A luta diária de mães de crianças autistas em Simões Filho ganhou mais um capítulo de desespero e indignação. Em um desabafo emocionado, uma mãe atípica procurou o Centro Especializado da Criança e Adolescente com Deficiência (CECAD) em busca do medicamento Risperidona, crucial para o tratamento de seus filhos autistas, mas mais uma vez, ela foi recebida com a triste realidade de falta do remédio.

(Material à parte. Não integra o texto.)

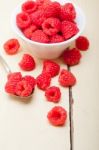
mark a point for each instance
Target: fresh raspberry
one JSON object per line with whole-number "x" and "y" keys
{"x": 51, "y": 26}
{"x": 23, "y": 20}
{"x": 69, "y": 29}
{"x": 29, "y": 6}
{"x": 27, "y": 63}
{"x": 31, "y": 80}
{"x": 68, "y": 12}
{"x": 43, "y": 81}
{"x": 23, "y": 89}
{"x": 11, "y": 46}
{"x": 52, "y": 10}
{"x": 66, "y": 78}
{"x": 53, "y": 94}
{"x": 51, "y": 67}
{"x": 72, "y": 57}
{"x": 40, "y": 36}
{"x": 82, "y": 43}
{"x": 28, "y": 31}
{"x": 56, "y": 38}
{"x": 57, "y": 116}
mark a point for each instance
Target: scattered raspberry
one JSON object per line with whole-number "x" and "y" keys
{"x": 43, "y": 81}
{"x": 29, "y": 31}
{"x": 23, "y": 89}
{"x": 56, "y": 38}
{"x": 11, "y": 46}
{"x": 68, "y": 12}
{"x": 69, "y": 29}
{"x": 27, "y": 63}
{"x": 40, "y": 36}
{"x": 57, "y": 116}
{"x": 72, "y": 57}
{"x": 82, "y": 43}
{"x": 51, "y": 26}
{"x": 51, "y": 67}
{"x": 53, "y": 94}
{"x": 66, "y": 78}
{"x": 23, "y": 20}
{"x": 29, "y": 6}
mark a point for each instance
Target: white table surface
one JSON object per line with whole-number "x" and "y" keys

“Aqui, mais uma vez, eu aqui na frente do Centro Especializado da Criança e Adolescente com Deficiência (CECAD) vim buscar o remédio, o Risperidona, para os meus filhos e não tem novamente. Não aguento mais! Onde vamos parar com isso? Mais uma vez, sem remédio, no CECAD não tem remédio, Risperidona em comprimido não tem. Então, os vereadores só vivem mentindo dizendo que tem, que tem e nunca tem”, afirmou a mãe, visivelmente angustiada pela falta de suporte essencial para a saúde de seus filhos.

A situação traz à tona questões sérias sobre a gestão de recursos e a responsabilidade dos gestores locais, o prefeito Devaldo Soares ‘Del’, a atual secretária de Saúde, Iridan Brasileiro, e os 17 vereadores em assegurar que medicamentos e tratamentos estejam disponíveis para aqueles que mais precisam. O clamor da mãe reflete a angústia de muitas outras famílias que, assim como ela, se sentem abandonadas e desamparadas.

O Risperidona é um antipsicótico amplamente utilizado no tratamento de transtornos do espectro autista (TEA), e sua ausência compromete não apenas a estabilidade emocional das crianças, mas também o dia a dia das famílias que enfrentam desafios adicionais em uma sociedade que ainda luta para integrar e atender as necessidades especiais de seus filhos.

“Batalhamos diariamente para garantir o melhor para nossos filhos, e essa falta de compromisso deixa a gente sem esperança. Precisamos que as autoridades olhem para nós e entendam a gravidade das consequências de não oferecer o tratamento adequado”, acrescentou a mãe, ao destacar que esse não é um problema isolado, mas sim um reflexo de uma fragilidade no sistema de saúde.

O desabafo não só denuncia a ausência de medicamentos essenciais, mas também chama a atenção para a questão mais ampla da saúde pública e do apoio às famílias de crianças com necessidades especiais. Neste cenário, a voz da população, especificamente, da comunidade atípica se torna ainda mais poderosa na exigência de providências imediatas e efetivas, que garantam o acesso à saúde digna e à qualidade de vida das crianças autistas e suas famílias em Simões Filho.